The fusion of No. 10 and the Treasury — a move that led to the resignation of Sajid Javid — has changed the role of the Chancellor. Once, the occupant of No. 11 set spending limits. Now Sunak jokes his role is to cash the cheques Boris Johnson likes to write (‘I should take his credit card away,’ he said last week.) The Bank of England’s printing presses have created £450 billion so far, with more on the way. We know what to expect next: an asset surge to benefit the richest, or inflation to punish savers; perhaps a new credit crunch. All grist to the Labour party’s mill.

Keir Starmer has kept a relatively low profile since his election as Labour leader earlier this year. His priority, so far, has not been to raise his national profile but to stabilise his party — and learn the lessons from last year’s crushing general election defeat. When he kicked Jeremy Corbyn out of the Labour party, it took just 17 days for its National Executive Committee to re-admit him. Starmer has no control over this process, but he has held firm and refused to restore the whip — so Corbyn is an MP, but not a Labour MP. Two dozen Labour MPs wrote a letter of protest, but Starmer did not buckle. What started as a dispute over anti-Semitism may soon become a battle between Labour’s left and its centre. That is a battle that Starmer looks likely to win.
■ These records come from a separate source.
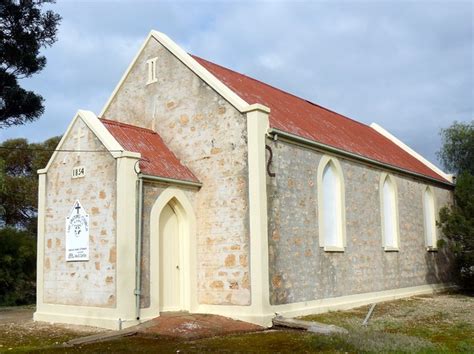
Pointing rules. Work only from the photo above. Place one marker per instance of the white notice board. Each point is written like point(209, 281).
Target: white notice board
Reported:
point(77, 234)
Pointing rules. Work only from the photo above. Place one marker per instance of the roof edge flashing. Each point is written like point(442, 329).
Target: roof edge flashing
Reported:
point(98, 129)
point(276, 133)
point(379, 129)
point(256, 107)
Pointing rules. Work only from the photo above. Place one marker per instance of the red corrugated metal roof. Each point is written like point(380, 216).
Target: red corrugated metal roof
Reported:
point(311, 121)
point(157, 159)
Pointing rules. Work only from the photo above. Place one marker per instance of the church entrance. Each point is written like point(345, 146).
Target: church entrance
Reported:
point(170, 263)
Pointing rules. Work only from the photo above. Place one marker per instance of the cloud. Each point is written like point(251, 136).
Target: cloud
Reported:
point(405, 65)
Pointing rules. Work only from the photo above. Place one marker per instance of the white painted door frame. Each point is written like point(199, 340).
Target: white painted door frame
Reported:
point(178, 201)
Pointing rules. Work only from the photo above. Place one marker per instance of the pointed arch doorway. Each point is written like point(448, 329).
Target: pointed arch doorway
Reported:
point(170, 263)
point(173, 281)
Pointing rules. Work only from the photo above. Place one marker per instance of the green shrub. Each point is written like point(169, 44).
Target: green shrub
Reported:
point(17, 267)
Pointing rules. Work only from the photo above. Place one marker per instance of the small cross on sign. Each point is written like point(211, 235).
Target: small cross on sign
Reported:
point(77, 207)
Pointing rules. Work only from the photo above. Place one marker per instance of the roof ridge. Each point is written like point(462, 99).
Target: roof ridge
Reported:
point(114, 122)
point(283, 91)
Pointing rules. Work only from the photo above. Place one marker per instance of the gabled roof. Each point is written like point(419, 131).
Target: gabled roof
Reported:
point(305, 119)
point(157, 159)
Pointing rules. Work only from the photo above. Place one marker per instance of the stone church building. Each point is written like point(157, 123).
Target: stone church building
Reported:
point(201, 189)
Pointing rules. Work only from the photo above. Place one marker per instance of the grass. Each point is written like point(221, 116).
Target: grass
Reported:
point(442, 323)
point(428, 324)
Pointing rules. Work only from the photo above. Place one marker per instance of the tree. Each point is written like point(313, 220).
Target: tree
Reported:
point(19, 161)
point(24, 30)
point(457, 151)
point(17, 267)
point(457, 221)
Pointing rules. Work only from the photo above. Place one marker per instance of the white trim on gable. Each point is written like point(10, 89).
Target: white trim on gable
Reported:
point(412, 152)
point(229, 95)
point(95, 125)
point(394, 217)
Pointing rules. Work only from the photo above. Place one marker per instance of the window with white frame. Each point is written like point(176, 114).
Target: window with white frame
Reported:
point(151, 71)
point(389, 213)
point(331, 205)
point(430, 218)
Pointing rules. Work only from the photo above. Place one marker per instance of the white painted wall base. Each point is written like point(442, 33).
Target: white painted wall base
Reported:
point(105, 317)
point(351, 301)
point(101, 322)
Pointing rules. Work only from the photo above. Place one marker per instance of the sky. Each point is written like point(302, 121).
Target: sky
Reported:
point(406, 65)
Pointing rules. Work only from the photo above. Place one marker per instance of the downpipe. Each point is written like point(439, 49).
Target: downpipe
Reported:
point(138, 248)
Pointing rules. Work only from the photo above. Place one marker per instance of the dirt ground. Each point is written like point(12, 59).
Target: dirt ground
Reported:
point(439, 323)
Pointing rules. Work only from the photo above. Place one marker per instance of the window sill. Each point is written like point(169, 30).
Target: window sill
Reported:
point(391, 249)
point(151, 82)
point(333, 249)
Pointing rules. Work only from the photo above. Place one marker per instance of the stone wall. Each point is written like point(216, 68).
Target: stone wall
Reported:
point(85, 283)
point(301, 271)
point(209, 136)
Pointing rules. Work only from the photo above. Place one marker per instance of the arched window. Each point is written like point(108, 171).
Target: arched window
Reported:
point(430, 218)
point(389, 213)
point(331, 205)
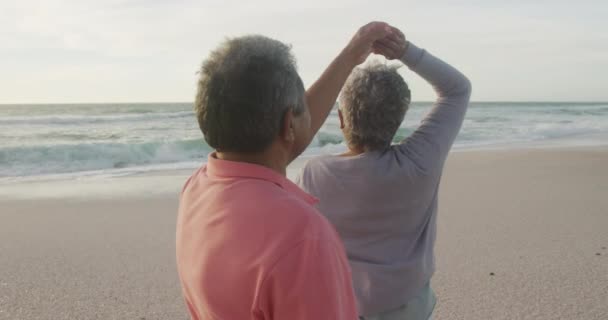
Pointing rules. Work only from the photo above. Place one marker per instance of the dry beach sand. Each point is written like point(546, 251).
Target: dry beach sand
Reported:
point(522, 235)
The great Tory weapon against Labour — deployed in the every election campaign — is that the left always runs out of other people’s money. But it will be harder for the Conservatives to take the fiscal high ground from now on. Once the crisis is over and the inevitable inquiry begins, more people are going to start asking why £12 billion has been spent on a test and trace system which Sage says is making a ‘marginal’ difference to infection rates. The extent of fraud in the furlough scheme will become clearer — especially when, as seems inevitable when it finally ends in March, businesses go bust and unemployment surges.

In an internal investigation into Labour’s 2015 election defeat, Jon Cruddas, MP for Dagenham and Rainham concluded that Ed Miliband had lost not in spite of Tory austerity but because of it — many voters whom Labour might have hoped to win over had been positively attracted by a government which promised to live within its means. Throw away that advantage, and what will Boris Johnson be able to offer the country in 2024 which Keir Starmer cannot?

Next time around, Johnson won’t be able to benefit from an unelectable leader of the opposition. Starmer has not enlivened the opinion polls so far, but he has certainly set himself on a path to reverse last December’s historic defeat.

And if you can judge a man by the quality of his enemies, it speaks well of Starmer. The walkout of 13 Corbyn supporters from a virtual meeting of Labour’s National Executive Committee may have lacked the drama of Eric Heffer’s stomping departure from Neil Kinnock’s conference speech in 1985, but it places the current leader of the party exactly where he needs to be: on the side of the many voters, both on the left and in the centre, who never considered Corbyn fit to be prime minister.

Suddenly, Labour seems a serious prospect for government. There is plenty to do. On page 24, Paul Embery explains how Labour lost its own tribe — not just in the ‘Red Wall’ of the Midlands and the north but in London’s working-class suburbs. Winning the centre ground is not going to be enough to win elections if you can’t cling on to your core vote. But if the Johnson years mean tax rises to pay for unprecedented spending, Labour stands a far better chance of winning back voters lost to the Tories.

Johnson needs to do something impressive for Red Wall seats, and to retain the voters who took him to No. 10. But if he ruins the public finances — leaving him unable to cut taxes and stoke the recovery he needs — then he will have thrown away the Conservatives’ strongest electoral card.